A lot has been said about Nic Cage's work in this film and it's all true. He's only on screen for maybe fifteen or twenty minutes (at most) but he's present throughout. I haven't quite determined for myself what the Marc Bolan dimension of this is, except that Longlegs does seem like a desiccated glam rock god. But he's far more unsettling than that. Think of Robert Blake's Mystery Man in Lost Highway, but given more screen time and more unhinged and this approximates what Perkins and Cage are doing here. 

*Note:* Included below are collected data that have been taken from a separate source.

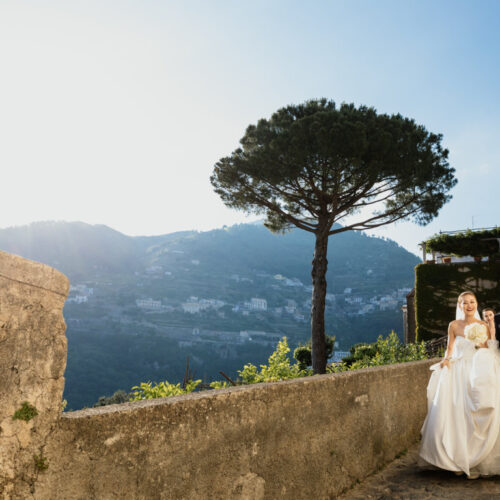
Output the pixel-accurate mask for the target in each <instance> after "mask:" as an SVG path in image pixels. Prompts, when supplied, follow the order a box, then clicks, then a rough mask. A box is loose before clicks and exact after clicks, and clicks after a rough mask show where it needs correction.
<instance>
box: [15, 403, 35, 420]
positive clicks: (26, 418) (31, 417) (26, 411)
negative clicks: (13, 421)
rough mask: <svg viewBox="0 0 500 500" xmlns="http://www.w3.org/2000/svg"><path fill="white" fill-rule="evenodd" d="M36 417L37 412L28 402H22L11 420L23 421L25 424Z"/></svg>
mask: <svg viewBox="0 0 500 500" xmlns="http://www.w3.org/2000/svg"><path fill="white" fill-rule="evenodd" d="M37 415H38V410H37V409H36V408H35V407H34V406H33V405H31V404H29V403H28V401H24V402H23V404H22V405H21V408H19V410H16V412H15V413H14V415H13V416H12V420H24V421H25V422H28V421H30V420H31V419H32V418H34V417H36V416H37Z"/></svg>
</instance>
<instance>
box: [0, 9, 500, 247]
mask: <svg viewBox="0 0 500 500" xmlns="http://www.w3.org/2000/svg"><path fill="white" fill-rule="evenodd" d="M499 18H500V2H498V1H496V0H476V1H462V0H450V1H447V0H446V1H445V0H432V1H426V0H419V1H411V0H390V1H389V0H345V1H334V0H331V1H322V0H316V1H314V0H312V1H310V2H304V1H295V0H253V1H252V2H241V1H239V0H225V1H223V0H190V1H182V0H178V1H175V2H174V1H168V0H162V1H152V0H141V1H140V2H137V1H126V0H119V1H118V0H117V1H108V0H98V1H93V0H85V1H83V0H82V1H71V0H64V1H55V0H45V1H43V2H40V1H23V0H15V1H9V0H0V72H1V73H0V169H1V170H0V172H1V174H2V177H1V178H2V181H1V187H2V189H1V195H0V228H5V227H10V226H17V225H24V224H28V223H30V222H33V221H40V220H66V221H76V220H79V221H83V222H87V223H90V224H106V225H108V226H110V227H112V228H114V229H116V230H118V231H121V232H123V233H125V234H128V235H156V234H165V233H170V232H173V231H179V230H190V229H196V230H201V231H204V230H209V229H212V228H217V227H221V226H223V225H231V224H235V223H239V222H248V221H252V220H254V219H255V218H256V217H255V216H253V217H252V216H251V217H248V216H247V215H246V214H244V213H243V212H239V211H235V210H232V209H229V208H227V207H225V206H224V204H223V203H222V201H221V200H220V199H219V197H218V196H217V195H216V194H215V193H214V192H213V188H212V186H211V184H210V181H209V177H210V174H211V173H212V170H213V167H214V164H215V163H216V162H217V160H218V159H219V158H222V157H224V156H227V155H229V154H230V153H231V152H232V151H233V150H234V149H236V148H237V147H238V145H239V139H240V138H241V137H242V136H243V134H244V132H245V129H246V127H247V126H248V125H249V124H253V123H256V122H257V120H259V119H260V118H269V117H270V116H271V115H272V113H273V112H275V111H276V110H277V109H279V108H281V107H283V106H286V105H289V104H298V103H301V102H303V101H305V100H307V99H312V98H320V97H326V98H328V99H332V100H334V101H335V102H337V103H342V102H353V103H354V104H356V105H362V104H363V105H368V106H373V107H375V108H376V109H377V111H379V112H380V113H389V114H391V113H401V114H402V115H404V116H407V117H410V118H414V119H415V120H416V122H417V123H419V124H422V125H424V126H425V127H426V128H427V129H428V130H429V131H432V132H435V133H441V134H443V145H444V146H445V147H446V148H448V149H449V150H450V157H449V160H450V164H451V165H452V166H453V167H454V168H455V169H456V177H457V179H458V181H459V182H458V184H457V186H456V187H455V188H454V189H453V191H452V193H451V194H452V195H453V199H452V201H451V202H449V203H448V204H447V205H445V206H444V207H443V208H442V210H441V212H440V213H439V215H438V217H437V218H436V219H435V220H434V221H433V222H431V223H430V224H429V225H427V226H425V227H420V226H416V225H415V224H413V223H410V222H403V223H398V224H396V225H391V226H385V227H382V228H379V229H377V230H374V231H373V232H372V234H375V235H377V236H384V237H387V238H391V239H393V240H395V241H397V242H398V243H399V244H400V245H402V246H404V247H405V248H407V249H408V250H410V251H412V252H414V253H417V254H418V255H420V251H419V249H418V243H419V242H420V241H422V240H425V239H426V238H428V237H429V236H431V235H432V234H434V233H436V232H438V231H451V230H459V229H467V228H471V227H473V228H479V227H491V226H495V225H498V223H499V220H500V203H499V201H498V193H499V189H500V186H499V182H498V178H499V175H500V149H499V139H500V123H499V117H500V58H499V53H500V30H498V22H499Z"/></svg>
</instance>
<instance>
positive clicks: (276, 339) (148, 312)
mask: <svg viewBox="0 0 500 500" xmlns="http://www.w3.org/2000/svg"><path fill="white" fill-rule="evenodd" d="M313 248H314V241H313V236H312V235H311V234H309V233H306V232H304V231H300V230H294V231H291V232H289V233H286V234H284V235H276V234H272V233H271V232H269V231H268V230H267V229H266V228H265V227H264V226H263V225H262V224H259V223H254V224H240V225H235V226H231V227H223V228H221V229H215V230H212V231H205V232H198V231H182V232H176V233H171V234H165V235H160V236H140V237H132V236H127V235H124V234H122V233H120V232H118V231H115V230H113V229H111V228H109V227H107V226H104V225H89V224H85V223H82V222H37V223H33V224H30V225H27V226H20V227H12V228H7V229H1V230H0V249H1V250H3V251H6V252H10V253H14V254H17V255H20V256H22V257H26V258H29V259H32V260H36V261H39V262H42V263H45V264H48V265H50V266H53V267H55V268H56V269H58V270H60V271H62V272H63V273H65V274H66V275H67V276H68V277H69V279H70V282H71V285H72V288H71V291H70V296H69V299H68V301H67V302H66V305H65V308H64V316H65V320H66V324H67V336H68V366H67V370H66V375H65V376H66V389H65V398H66V399H67V400H68V407H69V408H73V409H76V408H80V407H82V406H84V405H92V404H93V403H94V402H95V401H96V400H97V398H98V397H99V396H101V395H110V394H112V393H113V392H114V391H115V390H117V389H124V390H126V391H128V390H130V388H131V387H132V386H133V385H135V384H137V383H139V382H141V381H148V380H157V381H158V380H169V381H170V382H178V381H180V380H182V378H183V376H184V370H185V366H186V358H187V357H189V363H190V369H191V371H192V372H193V375H194V376H195V377H196V378H203V379H204V380H206V381H209V380H213V379H216V378H220V375H219V371H220V370H223V371H224V372H225V373H227V374H229V375H230V376H237V374H236V370H237V369H240V368H242V367H243V365H244V364H245V363H247V362H252V363H255V364H259V363H262V362H265V360H266V359H267V357H268V356H269V354H270V353H271V352H272V350H273V349H274V346H275V344H276V342H277V340H278V339H279V338H281V337H283V336H287V338H288V341H289V344H290V347H291V348H292V349H293V348H294V347H295V346H296V345H297V344H298V343H300V342H305V341H307V339H308V338H309V335H310V332H309V312H310V300H311V288H310V285H311V278H310V272H311V260H312V256H313ZM417 263H419V259H418V257H416V256H415V255H413V254H412V253H410V252H408V251H406V250H405V249H403V248H402V247H400V246H398V245H397V244H396V243H395V242H393V241H390V240H387V239H383V238H377V237H370V236H367V235H365V234H364V233H358V232H346V233H341V234H339V235H336V236H334V237H332V238H330V243H329V268H328V274H327V281H328V290H327V291H328V296H327V308H326V314H325V321H326V328H327V333H329V334H333V335H335V336H336V339H337V344H336V349H337V350H347V349H348V348H349V347H350V346H351V345H352V344H353V343H356V342H360V341H373V340H375V339H376V337H377V336H378V335H380V334H382V335H387V334H388V333H389V332H390V331H391V330H392V329H394V330H396V332H398V333H399V334H401V333H402V314H401V310H400V306H401V305H402V303H403V301H404V297H405V294H406V293H407V291H408V290H409V289H410V288H411V287H412V286H413V280H414V271H413V268H414V266H415V265H416V264H417Z"/></svg>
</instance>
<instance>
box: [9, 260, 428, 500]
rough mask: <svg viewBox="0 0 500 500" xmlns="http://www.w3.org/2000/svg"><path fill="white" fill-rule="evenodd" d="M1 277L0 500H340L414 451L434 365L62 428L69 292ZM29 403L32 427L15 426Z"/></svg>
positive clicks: (69, 426)
mask: <svg viewBox="0 0 500 500" xmlns="http://www.w3.org/2000/svg"><path fill="white" fill-rule="evenodd" d="M9 262H10V263H11V272H10V273H9V272H7V271H5V268H6V263H9ZM0 263H1V264H0V274H2V276H3V277H2V280H5V281H2V288H1V294H2V295H1V298H2V302H1V304H2V314H3V316H2V318H3V320H2V321H3V322H5V325H7V326H4V327H2V328H3V329H2V330H1V332H2V337H0V340H1V339H3V341H1V343H0V352H1V355H0V374H1V375H2V380H7V383H6V384H5V386H4V387H2V390H4V389H5V392H2V400H1V403H2V406H1V412H2V413H1V415H0V416H1V419H0V422H1V425H2V428H1V434H0V446H1V448H0V449H1V450H2V452H1V453H2V462H0V467H1V471H2V472H1V475H0V481H1V482H0V492H2V494H3V498H15V499H18V498H21V499H24V498H34V499H43V500H49V499H50V500H54V499H64V500H71V499H82V500H83V499H85V500H90V499H99V500H100V499H113V498H116V499H144V500H145V499H148V500H152V499H212V498H214V499H219V498H220V499H226V498H228V499H276V498H293V499H300V498H318V499H323V498H325V499H326V498H334V497H335V496H336V495H337V494H338V493H340V492H341V491H343V490H344V489H346V488H348V487H350V486H351V485H353V484H354V483H355V482H356V481H358V480H362V479H363V478H364V477H366V476H367V475H369V474H371V473H373V472H375V471H376V470H378V469H379V468H380V467H381V466H383V465H384V464H385V463H387V462H389V461H391V460H392V459H393V458H394V457H395V456H396V455H397V454H398V453H400V452H402V451H403V450H404V449H406V448H407V447H409V446H410V445H411V444H413V443H415V442H416V441H417V439H418V436H419V431H420V427H421V425H422V422H423V419H424V416H425V412H426V400H425V397H426V391H425V387H426V384H427V382H428V379H429V370H428V368H429V365H430V364H431V363H432V361H420V362H414V363H406V364H402V365H392V366H385V367H379V368H372V369H364V370H359V371H355V372H347V373H342V374H335V375H322V376H317V377H308V378H304V379H297V380H291V381H287V382H278V383H272V384H259V385H255V386H245V387H234V388H231V389H223V390H218V391H209V392H208V391H207V392H201V393H197V394H191V395H187V396H179V397H175V398H168V399H158V400H150V401H141V402H135V403H127V404H124V405H114V406H108V407H101V408H96V409H90V410H82V411H77V412H72V413H68V414H64V415H63V416H62V417H61V416H60V415H61V413H60V400H61V397H62V389H63V387H62V371H63V370H64V364H65V359H66V358H65V341H64V340H63V338H64V332H63V330H64V323H63V320H62V315H61V311H62V305H63V302H64V298H65V294H66V292H67V281H65V279H64V278H63V277H62V276H61V275H60V274H58V273H56V272H55V271H52V270H50V269H49V268H46V267H45V266H39V265H38V264H34V263H31V262H27V261H23V262H21V261H20V260H18V259H17V258H15V257H12V256H7V255H6V254H0ZM12 266H14V267H12ZM16 266H17V267H18V270H17V271H16V269H15V267H16ZM7 267H8V266H7ZM2 270H3V272H2ZM28 271H29V272H31V271H33V273H34V274H33V277H32V278H30V274H29V273H28ZM37 273H39V274H37ZM35 276H40V277H41V278H42V279H34V277H35ZM21 278H22V279H21ZM4 311H5V313H4ZM4 331H5V332H6V334H4ZM14 373H15V375H14ZM23 373H25V374H29V375H22V374H23ZM4 377H5V378H4ZM25 400H26V401H28V402H30V403H31V404H33V405H34V406H36V408H37V410H38V415H37V416H35V417H34V418H32V419H31V420H30V421H28V422H25V421H22V420H12V415H13V413H14V412H15V410H16V409H18V408H19V407H20V406H21V404H22V402H23V401H25ZM4 447H5V448H4ZM4 450H7V451H4ZM34 457H36V459H35V458H34Z"/></svg>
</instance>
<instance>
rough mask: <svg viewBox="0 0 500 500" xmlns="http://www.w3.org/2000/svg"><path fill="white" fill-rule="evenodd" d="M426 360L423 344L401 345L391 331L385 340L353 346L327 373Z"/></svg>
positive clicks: (426, 353) (420, 343)
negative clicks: (348, 354) (328, 372)
mask: <svg viewBox="0 0 500 500" xmlns="http://www.w3.org/2000/svg"><path fill="white" fill-rule="evenodd" d="M427 358H428V355H427V350H426V347H425V342H420V343H419V344H403V343H402V342H401V341H400V340H399V338H398V336H397V334H396V333H395V332H394V331H393V332H391V333H390V334H389V335H388V336H387V337H386V338H385V339H384V338H383V336H382V335H380V336H379V338H378V339H377V341H376V342H373V343H371V344H366V343H361V344H356V345H354V346H353V347H351V349H350V355H349V356H348V357H346V358H344V359H343V360H342V361H341V362H340V363H337V364H333V365H331V366H330V367H329V371H330V372H333V373H338V372H343V371H348V370H358V369H360V368H369V367H371V366H381V365H390V364H394V363H405V362H407V361H419V360H421V359H427Z"/></svg>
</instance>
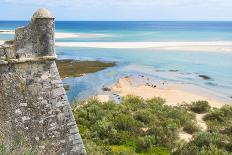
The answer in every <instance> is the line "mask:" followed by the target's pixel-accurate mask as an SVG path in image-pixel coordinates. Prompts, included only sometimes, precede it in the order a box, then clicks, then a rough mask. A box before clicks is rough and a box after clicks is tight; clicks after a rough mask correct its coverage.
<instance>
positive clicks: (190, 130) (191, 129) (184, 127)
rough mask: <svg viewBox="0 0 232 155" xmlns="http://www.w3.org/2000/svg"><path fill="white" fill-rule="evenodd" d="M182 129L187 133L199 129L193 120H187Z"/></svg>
mask: <svg viewBox="0 0 232 155" xmlns="http://www.w3.org/2000/svg"><path fill="white" fill-rule="evenodd" d="M183 131H184V132H186V133H189V134H193V133H195V132H198V131H200V129H199V127H198V126H197V124H196V123H195V122H191V121H189V122H187V123H186V124H185V126H184V128H183Z"/></svg>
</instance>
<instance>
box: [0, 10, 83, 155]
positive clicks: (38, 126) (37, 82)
mask: <svg viewBox="0 0 232 155" xmlns="http://www.w3.org/2000/svg"><path fill="white" fill-rule="evenodd" d="M55 59H56V54H55V51H54V17H53V16H52V15H51V13H50V12H49V11H48V10H46V9H39V10H38V11H37V12H36V13H34V15H33V17H32V20H31V22H30V23H29V24H28V25H27V26H25V27H22V28H18V29H16V31H15V39H14V40H11V41H6V42H5V43H4V44H3V45H1V46H0V88H1V89H0V133H2V134H3V138H4V141H5V142H8V141H19V140H20V139H26V140H27V141H28V143H29V145H30V146H31V147H32V148H33V149H34V150H36V151H37V152H38V153H39V154H43V155H53V154H54V155H56V154H58V155H85V154H86V151H85V148H84V145H83V142H82V139H81V136H80V134H79V131H78V128H77V125H76V120H75V119H74V117H73V114H72V111H71V107H70V105H69V102H68V99H67V96H66V92H65V90H64V88H63V84H62V81H61V78H60V76H59V72H58V69H57V66H56V62H55Z"/></svg>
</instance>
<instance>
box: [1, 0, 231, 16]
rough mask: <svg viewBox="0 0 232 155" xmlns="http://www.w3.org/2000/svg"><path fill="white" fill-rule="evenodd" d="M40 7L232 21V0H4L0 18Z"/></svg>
mask: <svg viewBox="0 0 232 155" xmlns="http://www.w3.org/2000/svg"><path fill="white" fill-rule="evenodd" d="M40 7H46V8H48V9H50V10H51V11H52V13H53V14H54V15H55V17H56V20H232V0H0V20H29V19H30V18H31V15H32V13H33V12H34V11H35V10H36V9H38V8H40Z"/></svg>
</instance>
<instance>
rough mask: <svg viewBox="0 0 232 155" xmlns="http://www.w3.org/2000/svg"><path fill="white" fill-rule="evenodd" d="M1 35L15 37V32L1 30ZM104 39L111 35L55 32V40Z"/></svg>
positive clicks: (11, 30) (66, 32)
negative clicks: (87, 38)
mask: <svg viewBox="0 0 232 155" xmlns="http://www.w3.org/2000/svg"><path fill="white" fill-rule="evenodd" d="M1 34H10V35H14V34H15V31H14V30H0V35H1ZM96 37H97V38H104V37H110V35H106V34H98V33H96V34H95V33H93V34H92V33H69V32H55V38H56V39H72V38H96Z"/></svg>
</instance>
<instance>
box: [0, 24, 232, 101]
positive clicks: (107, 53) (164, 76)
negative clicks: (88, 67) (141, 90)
mask: <svg viewBox="0 0 232 155" xmlns="http://www.w3.org/2000/svg"><path fill="white" fill-rule="evenodd" d="M26 23H27V22H21V21H18V22H17V21H14V22H13V21H11V22H9V21H7V22H6V21H5V22H4V21H0V30H1V29H14V28H15V27H17V26H22V25H25V24H26ZM56 31H57V32H69V33H83V34H91V35H89V37H80V38H70V39H57V40H56V41H57V42H70V41H71V42H119V41H120V42H129V41H131V42H146V41H232V22H56ZM95 34H104V37H102V36H101V37H99V36H97V35H95ZM12 37H13V36H12V35H2V34H0V40H2V39H9V38H12ZM56 52H57V55H58V58H59V59H70V58H71V59H78V60H103V61H115V62H117V66H115V67H112V68H108V69H106V70H103V71H100V72H97V73H93V74H88V75H86V76H83V77H80V78H67V79H65V80H64V83H67V84H69V85H70V86H71V89H70V91H69V92H68V97H69V99H70V101H73V100H74V99H78V100H82V99H85V98H87V97H89V96H92V95H95V94H97V93H99V92H101V88H102V87H103V86H110V85H112V84H113V83H114V82H116V81H117V80H118V78H119V77H122V76H127V75H146V76H149V77H151V78H154V79H158V80H161V81H162V80H163V81H175V82H180V83H191V84H194V85H197V86H200V87H203V88H207V89H209V90H211V91H214V92H216V93H217V94H218V95H219V96H220V97H222V98H225V99H226V98H227V99H229V96H231V95H232V54H230V53H210V52H207V51H198V52H190V51H165V52H164V51H162V50H154V49H101V48H74V47H73V48H70V47H57V48H56ZM170 70H177V72H172V71H170ZM200 74H204V75H207V76H209V77H211V78H212V79H211V80H203V79H202V78H199V77H198V75H200Z"/></svg>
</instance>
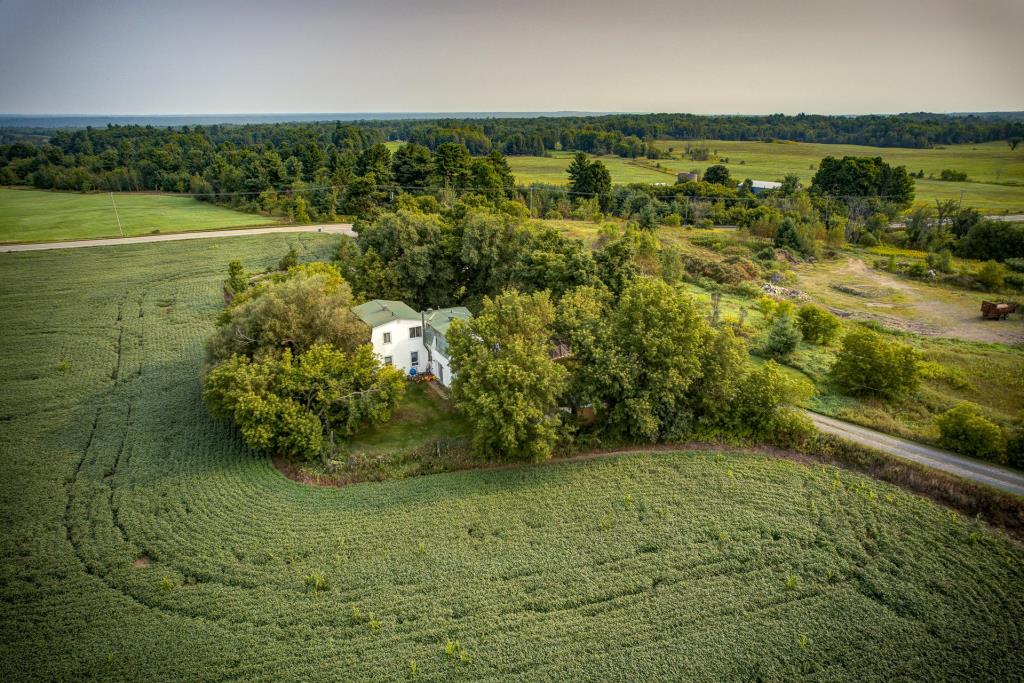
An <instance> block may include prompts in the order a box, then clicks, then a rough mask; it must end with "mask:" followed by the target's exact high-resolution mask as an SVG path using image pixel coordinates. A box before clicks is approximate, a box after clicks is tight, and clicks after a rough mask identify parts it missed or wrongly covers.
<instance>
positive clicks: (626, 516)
mask: <svg viewBox="0 0 1024 683" xmlns="http://www.w3.org/2000/svg"><path fill="white" fill-rule="evenodd" d="M289 244H296V245H298V246H299V247H300V252H301V253H302V254H303V257H304V258H307V259H308V258H313V257H317V256H325V255H327V254H328V253H329V252H330V250H331V249H332V248H333V246H334V244H335V243H334V239H333V238H330V237H327V236H318V234H301V236H281V234H278V236H265V237H259V238H231V239H224V240H209V241H206V240H204V241H198V242H182V243H173V244H163V245H138V246H131V247H104V248H95V249H88V250H72V251H53V252H35V253H25V254H7V255H2V256H0V311H2V314H3V321H4V324H3V326H2V328H0V387H2V390H0V455H2V460H0V462H2V464H3V467H4V472H3V476H2V477H0V510H2V522H3V533H2V537H0V679H3V680H25V679H29V680H82V679H92V678H95V679H102V680H123V679H131V680H157V681H162V680H223V679H232V680H246V681H249V680H266V681H271V680H272V681H281V680H331V681H336V680H406V679H411V678H414V677H415V678H417V679H418V680H490V681H526V680H568V679H573V680H580V679H591V680H708V681H725V680H753V679H762V680H792V679H794V678H798V677H805V678H813V679H815V680H858V681H859V680H898V679H899V680H909V679H915V680H957V679H958V680H964V679H974V680H1010V679H1012V678H1015V677H1018V676H1019V675H1020V672H1021V671H1024V649H1022V645H1024V635H1022V630H1021V620H1020V615H1021V613H1024V551H1022V550H1021V549H1020V548H1019V547H1018V546H1016V545H1014V544H1011V543H1010V542H1008V541H1007V540H1006V539H1004V538H1001V537H1000V536H999V535H996V533H994V532H991V531H989V530H986V529H984V528H981V527H979V526H978V525H976V524H975V523H973V522H970V521H965V520H963V519H961V518H958V517H957V516H956V515H954V514H952V513H949V512H947V511H945V510H943V509H941V508H939V507H937V506H935V505H933V504H931V503H929V502H927V501H925V500H923V499H919V498H914V497H911V496H908V495H906V494H903V493H902V492H900V490H898V489H896V488H893V487H891V486H889V485H886V484H882V483H879V482H876V481H872V480H868V479H865V478H863V477H859V476H855V475H852V474H848V473H845V472H839V471H837V470H835V469H830V468H825V467H817V466H815V467H808V466H805V465H799V464H796V463H791V462H787V461H781V460H774V459H770V458H767V457H765V456H760V455H735V456H729V455H722V454H650V455H643V456H622V457H615V458H608V459H600V460H595V461H590V462H586V463H571V464H560V465H550V466H539V467H527V468H518V469H507V470H492V471H476V472H461V473H455V474H444V475H435V476H427V477H419V478H413V479H408V480H402V481H391V482H385V483H368V484H356V485H352V486H347V487H344V488H315V487H308V486H304V485H302V484H299V483H295V482H292V481H290V480H287V479H285V478H284V477H282V476H281V475H280V474H279V473H278V472H276V471H275V470H274V469H273V467H272V466H271V464H270V463H269V462H268V461H267V460H265V459H263V458H259V457H255V456H253V455H252V454H250V453H249V452H247V451H246V450H245V449H244V447H243V446H242V444H241V442H240V440H239V438H238V436H237V435H236V434H233V433H232V432H231V430H230V429H229V428H228V427H226V426H224V425H222V424H219V423H216V422H213V421H212V420H210V419H209V418H208V417H207V415H206V413H205V411H204V409H203V405H202V402H201V400H200V372H201V366H202V361H203V353H202V342H203V339H204V337H205V336H206V335H207V334H208V331H209V329H210V325H211V322H212V319H213V318H214V316H215V315H216V313H217V311H218V310H219V308H220V291H219V282H220V280H221V279H222V278H223V274H224V273H223V269H224V263H225V262H226V261H227V260H229V259H232V258H240V259H242V260H243V261H244V263H245V264H246V266H247V268H249V269H250V270H254V269H256V268H258V267H265V266H267V265H269V264H271V263H274V262H275V261H276V260H278V259H279V258H280V257H281V255H282V254H284V252H285V251H286V250H287V248H288V245H289Z"/></svg>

Much has also been said about how unrecognizable Cage is under the prosthetics, but I don't see it; it's Nic Cage, all right, but he makes himself unrecognizable by what he brings to the role. No, he's not present at the murders, but he's responsible for them. He knows Harker's after him and there's so, so much more I cannot say without deep-sixing this film for anyone reading it. Maybe in a year or two, I'll revisit it and go into greater detail, but suffice it to say, it's a clever conceit and the most unsettling - yes, that word again - aspect of the film.

Perkins' script is an almost perfect textbook for how to write a film like this. The film unfolds scene by scene as a genuine waking nightmare and culminates in a finale that might just match the big reveal in Fincher's opus mentioned above. 

So what keeps me from going full hyperbole on this? Weeeeellll, there's a bit of exposition that kills all the dread that's been built up. Ambiguity vanishes and with it, the sense of imbalance that lent that sense of everything being slightly "off" throughout. I honestly think this is a near-perfect film of its kind and I also feels it stumbles in the last act. 

Consequently, despite the number of critics who have said how much this film sticks with them long after the film is over, I just don't feel that way. I realize two things about that. One, I've just seen too many similar works; there's a good chance that if I were in my 20s, this would have rocked my world. It wouldn't be out of place on a double bill with a Lynch or a Fincher were this the 80s or 90s, but by now, it's just too hard for me to be drawn in as completely as in my yout'. This is much more about me than, of course, the film. Your mileage is likely to vary. 

The second reason is the aforementioned exposition. Too much being said negates the visceral impact the film has built up. But I have a caveat to my caveat.

You should see this movie. It is unlike anything else out right now; it does mostly stick the landing and it does grapple with the nature of evil, trauma, and the harm we do to those we want to protect. I really wish I could say more, but i want to preserve the purity of this film's narrative as much as possible.

And yes, Monroe and Cage deliver two of the finest performances on the big screen available right now. She's burdened with the heavier, more granular role, but Cage...Jesus...yeah, go see it. Just go see it.